Republicans need to concede that we might need to find new revenues to make up for the ones few people are paying any more. No new taxes is just bullshit that politicians say to get votes, but it is not a good policy.
We need to realize that the state government is not the federal government, and it is also different from local governments. Governments have increased demands during bad economic times, but decreased revenue. State governments have a balanced budget constraint, and ours is also the guarantor of K-12 spending when local revenues decline. This is a recipe for economic destabilization.
While we are at it, we need to figure out a better tax structure than the one we have. An efficient tax has low rates but a broad base. Getting the lion’s share from a declining industry like gaming is bad policy. Taxing only merchandise but not services, and only merchandise sold in brick and mortar stores, is bad policy. Taxing only payroll is bad policy. And taxing only people from out of state is just irresponsible.
Similarly, Democrats need to concede that there are bad policies we have enshrined in state law that can make our state budgets grow too fast in the future. The university system has a defined contribution for retirement, not a defined benefit, and the rest of the state government should move towards that too. We need to take steps to reduce the ever-expanding costs of providing medical care. Collective bargaining rules have meant that some public sector employees are paid more than labor market conditions would require, especially for some sectors of local government, and this needs to be addressed. And tying pay to performance is usually a pretty good idea too, at least if we can measure performance.
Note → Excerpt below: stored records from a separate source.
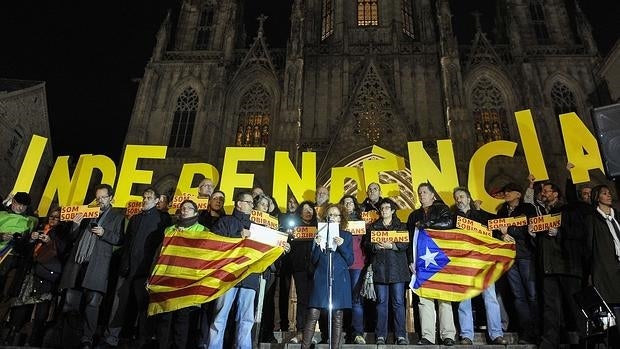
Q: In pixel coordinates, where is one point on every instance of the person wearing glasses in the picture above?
(242, 295)
(214, 211)
(390, 274)
(300, 265)
(342, 258)
(85, 273)
(37, 281)
(173, 327)
(435, 214)
(205, 188)
(143, 237)
(355, 320)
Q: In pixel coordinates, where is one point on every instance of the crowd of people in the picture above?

Pay should be about markets, not fairness. How much do we need to pay to compete for good people, to attract, retain, and motivate them? We may find that some state (and especially local) employees are overpaid, but we will also find some are underpaid. It cuts both ways.
We need to start by deciding what it is we need the state to provide, and figure out how to provide it the best we know how. Then we need to figure out how to pay for what we need. We can’t just stop providing human services, especially when unemployment is so high. We can’t abandon our responsibility to educate our citizens, and we can’t simply empty out our prisons, stop trying to prevent crime, or stop putting out fires.
What type of society do we want to create, and what type of Nevada would make productive people want to live here? How can our K-12 system compete? How do we create universities that can both produce the research our state needs, and be an attractive magnet for our best students to remain in the state?
If we aren’t willing to do this, then we ought to all just give up now and move. The last person who leaves can turn back in our statehood. But I love Nevada, and I sure hope we don’t take that approach.